Saturday, January 26, 2013

Waging Heavy Peace: A Hippie Dream, by Neil Young. Blue Rider Press, 2012




‘Waging Heavy Peace’ is Neil Young’s 500 page autobiography. He used no ghostwriter or collaborator; he just sat down and started typing in such an easy, conversational style that the reader can imagine themselves sitting down with him in front of a fire, listening to him talk.

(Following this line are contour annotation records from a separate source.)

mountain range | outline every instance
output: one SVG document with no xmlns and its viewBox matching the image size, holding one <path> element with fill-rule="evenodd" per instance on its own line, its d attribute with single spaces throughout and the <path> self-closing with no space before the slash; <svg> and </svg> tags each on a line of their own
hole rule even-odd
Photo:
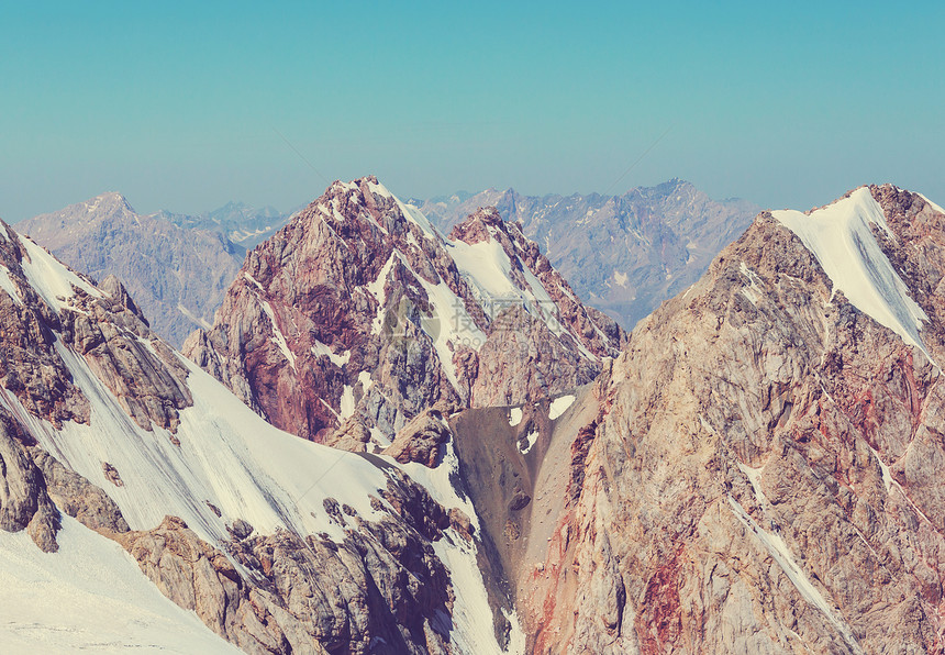
<svg viewBox="0 0 945 655">
<path fill-rule="evenodd" d="M 713 200 L 680 179 L 621 196 L 487 189 L 415 202 L 444 230 L 479 207 L 496 207 L 522 223 L 581 298 L 626 330 L 699 279 L 760 211 L 747 200 Z"/>
<path fill-rule="evenodd" d="M 192 359 L 0 225 L 0 641 L 943 650 L 945 210 L 760 211 L 629 334 L 524 222 L 437 223 L 335 182 Z"/>
</svg>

The book covers his life from childhood to present; his music, his friends, his failed relationships, his children, his fellow musicians, his health (lots of problems), his love of toy trains and big old 1950s and ‘60s cars, and his two current projects: Lincvolt, an old Continental turned into an electric car; and Pono (originally PureTone), a super high quality music system that can be streamed. It’s a bit of a ramble; he jumps from the here and now- what is happening with the Lincvolt project, with Pono- to his early days, starting out in music; then to a reverie about The Horse, as he refers to Crazy Horse, his long time band, which he speaks of as an entity that is more than the people who make it up. He mentions more than once that, on his doctor’s advice, he has quit smoking pot and drinking. His father had dementia, and the doctor has seen a shadowy ‘something’ on a brain MRI. He points out that since he quit, he has not written one bit of music, and you can tell there is some fear there that this dry spell might be more than a spell. But he’s still got lots of projects going; even if he was to never write another note of music he’d still be busy for the next 40 years at least. I do hope that does not turn out to be the case, though!

More than once I got lost as to what point in time Young was writing about after a sudden switch, which forced me to go back a couple of pages and see where I’d missed the transition, but it’s small price to pay for this journey through his past. I found the passages about his music the most interesting, how the songs related to things that were going on in his life. He wrote ‘Cinnamon Girl’, ‘Cowgirl in the Sand’, and ‘Down By the River’ in one feverish day while he had a bad case of the flue. Another album was written while he waited for the operation to repair a brain aneurysm. The sheer volume of things Young has accomplished is amazing: all the music, the benefit performances, the Bridge School, Farm Aid, his work on model train advancements, Lincvolt, Pono, creating ways for his quadriplegic son to be included in everything the family does. He is an inspiration. Long may he run.